Les Forces Armées de la République Démocratique du Congo (FARDC) ont alerté, vendredi 23 janvier 2026, l’opinion nationale et internationale sur ce qu’elles qualifient de stratagèmes de déstabilisation orchestrés par l’armée rwandaise et ses supplétifs de la coalition AFC/M23, après leur retrait de certaines zones de l’Est du pays.
Dans un communiqué de presse signé par le lieutenant-colonel Mongba Lazukay Mak, porte-parole a.i. des FARDC, l’armée congolaise affirme que ces manœuvres visent à créer l’insécurité et le chaos dans les villes de Goma et Bukavu, chefs-lieux respectifs des provinces du Nord-Kivu et du Sud-Kivu, à l’instar de ce qui s’est produit récemment à Uvira.
Selon les FARDC, la veille de leur évacuation d’Uvira, les Forces de défense du Rwanda et les rebelles de la coalition AFC/M23 auraient procédé à des pillages systématiques, abandonnant la ville à des bandes de pillards organisées. Ces actes auraient été planifiés lors d’une réunion tenue le 17 janvier 2026 à Uvira, réunissant, outre l’armée rwandaise et l’AFC/M23, leurs alliés des groupes Twiraneho et Red Tabara.
Le communiqué évoque également la destruction d’infrastructures étatiques et privées, l’emport de matériels de réhabilitation routière ainsi que de véhicules de l’État, pratiques que les FARDC qualifient de récurrentes. L’armée congolaise dénonce en outre des tentatives d’instrumentalisation des communautés locales du Sud-Kivu, qui cohabitent pacifiquement depuis plusieurs décennies sous la protection des forces de défense et de sécurité congolaises.

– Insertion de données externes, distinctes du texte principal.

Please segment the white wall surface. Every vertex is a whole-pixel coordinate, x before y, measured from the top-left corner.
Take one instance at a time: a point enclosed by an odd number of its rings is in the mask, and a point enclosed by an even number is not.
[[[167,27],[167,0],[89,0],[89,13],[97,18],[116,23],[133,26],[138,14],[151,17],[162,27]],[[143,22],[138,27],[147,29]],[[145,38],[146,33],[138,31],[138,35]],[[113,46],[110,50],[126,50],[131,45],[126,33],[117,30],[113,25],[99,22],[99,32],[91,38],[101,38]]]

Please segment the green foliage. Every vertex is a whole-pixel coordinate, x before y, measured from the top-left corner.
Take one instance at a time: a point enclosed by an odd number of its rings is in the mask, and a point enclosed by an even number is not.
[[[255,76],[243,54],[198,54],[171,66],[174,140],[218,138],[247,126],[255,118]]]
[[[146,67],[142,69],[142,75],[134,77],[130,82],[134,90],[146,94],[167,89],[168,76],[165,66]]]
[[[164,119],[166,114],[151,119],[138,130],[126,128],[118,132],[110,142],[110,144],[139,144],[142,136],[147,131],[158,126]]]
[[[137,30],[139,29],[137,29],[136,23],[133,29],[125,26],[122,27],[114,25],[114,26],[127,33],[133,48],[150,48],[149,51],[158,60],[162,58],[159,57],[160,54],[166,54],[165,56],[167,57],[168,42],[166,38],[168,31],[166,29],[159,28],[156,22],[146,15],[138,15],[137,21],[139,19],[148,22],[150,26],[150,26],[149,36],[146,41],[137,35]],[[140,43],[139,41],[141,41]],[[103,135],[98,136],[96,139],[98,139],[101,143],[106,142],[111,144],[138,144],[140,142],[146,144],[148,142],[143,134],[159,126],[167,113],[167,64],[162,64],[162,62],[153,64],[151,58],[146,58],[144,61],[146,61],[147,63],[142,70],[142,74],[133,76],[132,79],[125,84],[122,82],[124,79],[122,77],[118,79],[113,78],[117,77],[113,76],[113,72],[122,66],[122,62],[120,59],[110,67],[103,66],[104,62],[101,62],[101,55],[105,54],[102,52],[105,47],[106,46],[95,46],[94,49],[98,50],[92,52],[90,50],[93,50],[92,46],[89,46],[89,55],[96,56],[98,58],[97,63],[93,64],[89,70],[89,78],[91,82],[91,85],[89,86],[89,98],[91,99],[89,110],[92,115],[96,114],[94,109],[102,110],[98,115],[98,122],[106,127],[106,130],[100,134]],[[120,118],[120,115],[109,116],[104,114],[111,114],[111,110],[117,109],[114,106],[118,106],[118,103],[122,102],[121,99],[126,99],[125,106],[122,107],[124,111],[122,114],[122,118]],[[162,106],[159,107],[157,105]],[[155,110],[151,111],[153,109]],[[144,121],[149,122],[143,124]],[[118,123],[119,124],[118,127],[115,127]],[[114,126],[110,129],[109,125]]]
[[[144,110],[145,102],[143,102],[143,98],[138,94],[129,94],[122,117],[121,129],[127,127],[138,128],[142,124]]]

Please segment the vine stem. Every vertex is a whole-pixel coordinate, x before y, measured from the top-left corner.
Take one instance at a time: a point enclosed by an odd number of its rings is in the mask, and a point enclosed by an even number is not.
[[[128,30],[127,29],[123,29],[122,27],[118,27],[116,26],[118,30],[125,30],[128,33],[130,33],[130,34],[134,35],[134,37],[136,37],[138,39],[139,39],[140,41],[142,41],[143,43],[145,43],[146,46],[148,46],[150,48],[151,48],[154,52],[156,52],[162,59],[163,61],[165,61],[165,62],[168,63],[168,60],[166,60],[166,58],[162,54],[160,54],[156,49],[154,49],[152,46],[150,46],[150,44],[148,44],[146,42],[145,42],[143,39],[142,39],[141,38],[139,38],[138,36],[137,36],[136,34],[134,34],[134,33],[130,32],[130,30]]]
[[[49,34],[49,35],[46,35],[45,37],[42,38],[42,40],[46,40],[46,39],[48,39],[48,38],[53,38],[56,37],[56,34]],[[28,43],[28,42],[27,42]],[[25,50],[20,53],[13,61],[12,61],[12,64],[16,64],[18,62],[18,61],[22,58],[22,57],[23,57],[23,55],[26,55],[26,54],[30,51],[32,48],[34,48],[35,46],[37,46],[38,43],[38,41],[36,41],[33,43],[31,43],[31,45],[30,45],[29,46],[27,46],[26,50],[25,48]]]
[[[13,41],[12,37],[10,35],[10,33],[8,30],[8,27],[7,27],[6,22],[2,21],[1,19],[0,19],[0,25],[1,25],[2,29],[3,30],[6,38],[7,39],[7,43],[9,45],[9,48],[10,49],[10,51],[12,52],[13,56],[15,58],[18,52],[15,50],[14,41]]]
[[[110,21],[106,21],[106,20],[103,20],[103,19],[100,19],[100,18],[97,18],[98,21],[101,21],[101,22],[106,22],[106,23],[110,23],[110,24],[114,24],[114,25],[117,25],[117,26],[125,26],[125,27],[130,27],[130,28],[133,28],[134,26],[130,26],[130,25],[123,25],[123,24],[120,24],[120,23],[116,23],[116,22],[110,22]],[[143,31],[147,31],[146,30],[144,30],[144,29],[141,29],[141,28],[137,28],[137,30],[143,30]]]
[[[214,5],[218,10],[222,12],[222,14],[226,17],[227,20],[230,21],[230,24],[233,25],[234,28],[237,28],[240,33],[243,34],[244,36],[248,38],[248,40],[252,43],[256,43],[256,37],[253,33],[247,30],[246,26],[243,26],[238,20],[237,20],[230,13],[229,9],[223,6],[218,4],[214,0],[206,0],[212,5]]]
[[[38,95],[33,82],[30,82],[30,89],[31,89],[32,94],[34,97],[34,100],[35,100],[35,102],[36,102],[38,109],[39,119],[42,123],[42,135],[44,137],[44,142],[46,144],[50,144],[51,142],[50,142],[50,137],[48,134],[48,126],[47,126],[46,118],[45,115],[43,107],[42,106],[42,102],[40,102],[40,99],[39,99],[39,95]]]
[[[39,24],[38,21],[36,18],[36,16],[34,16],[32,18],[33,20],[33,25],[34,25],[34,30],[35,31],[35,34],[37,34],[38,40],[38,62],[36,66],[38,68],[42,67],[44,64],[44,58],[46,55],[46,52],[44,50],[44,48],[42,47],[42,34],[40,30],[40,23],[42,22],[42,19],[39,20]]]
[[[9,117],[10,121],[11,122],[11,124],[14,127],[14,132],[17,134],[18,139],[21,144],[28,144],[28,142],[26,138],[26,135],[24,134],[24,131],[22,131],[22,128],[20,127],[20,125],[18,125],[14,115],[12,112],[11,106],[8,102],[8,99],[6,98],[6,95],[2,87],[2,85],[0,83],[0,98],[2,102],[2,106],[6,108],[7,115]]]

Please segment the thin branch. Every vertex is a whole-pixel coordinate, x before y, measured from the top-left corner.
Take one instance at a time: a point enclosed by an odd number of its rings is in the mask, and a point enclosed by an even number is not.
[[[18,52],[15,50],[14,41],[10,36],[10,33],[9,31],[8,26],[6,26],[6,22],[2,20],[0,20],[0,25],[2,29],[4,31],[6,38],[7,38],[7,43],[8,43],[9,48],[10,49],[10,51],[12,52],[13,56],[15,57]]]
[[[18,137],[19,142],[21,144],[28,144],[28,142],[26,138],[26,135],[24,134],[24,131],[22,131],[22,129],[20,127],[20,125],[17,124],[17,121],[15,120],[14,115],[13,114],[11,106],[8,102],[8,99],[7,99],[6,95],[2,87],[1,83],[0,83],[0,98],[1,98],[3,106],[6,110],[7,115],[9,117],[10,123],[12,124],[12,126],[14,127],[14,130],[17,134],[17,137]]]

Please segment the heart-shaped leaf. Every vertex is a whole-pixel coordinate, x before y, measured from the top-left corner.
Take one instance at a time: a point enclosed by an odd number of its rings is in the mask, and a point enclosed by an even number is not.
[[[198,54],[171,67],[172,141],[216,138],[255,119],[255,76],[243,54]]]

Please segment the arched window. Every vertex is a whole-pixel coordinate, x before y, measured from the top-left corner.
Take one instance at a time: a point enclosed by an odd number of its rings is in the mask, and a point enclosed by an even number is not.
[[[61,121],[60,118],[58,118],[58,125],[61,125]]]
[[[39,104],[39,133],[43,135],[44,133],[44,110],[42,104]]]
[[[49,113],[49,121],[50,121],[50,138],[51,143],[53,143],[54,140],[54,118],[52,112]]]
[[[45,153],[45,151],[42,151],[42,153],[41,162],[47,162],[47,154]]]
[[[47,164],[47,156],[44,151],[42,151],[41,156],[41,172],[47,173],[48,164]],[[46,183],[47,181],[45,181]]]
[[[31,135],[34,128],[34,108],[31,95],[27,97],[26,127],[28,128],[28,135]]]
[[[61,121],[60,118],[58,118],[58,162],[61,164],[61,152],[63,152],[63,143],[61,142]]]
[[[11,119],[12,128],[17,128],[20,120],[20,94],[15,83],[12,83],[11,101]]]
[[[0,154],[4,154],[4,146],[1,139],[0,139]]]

Les FARDC rejettent par ailleurs ce qu’elles considèrent comme un mensonge orchestré par l’armée rwandaise, accusant à tort les forces congolaises de maltraitance envers certaines communautés. À ce sujet, plusieurs médias locaux indépendants ont rapporté qu’après la reprise d’Uvira, les FARDC ont déployé des dispositifs de sécurité destinés à protéger toutes les communautés, y compris celle des Banyamulenge, laquelle aurait refusé de se laisser instrumentaliser et choisi de rester dans la ville.
Réaffirmant leur attachement au respect des droits de l’homme et du droit international humanitaire, les FARDC déclarent qu’elles ne toléreront aucun acte visant à planifier ou exécuter des crimes de masse sur le territoire national. Elles réitèrent enfin leur engagement ferme à défendre l’intégrité territoriale de la RDC et à protéger les populations et leurs biens, « jusqu’au sacrifice suprême ».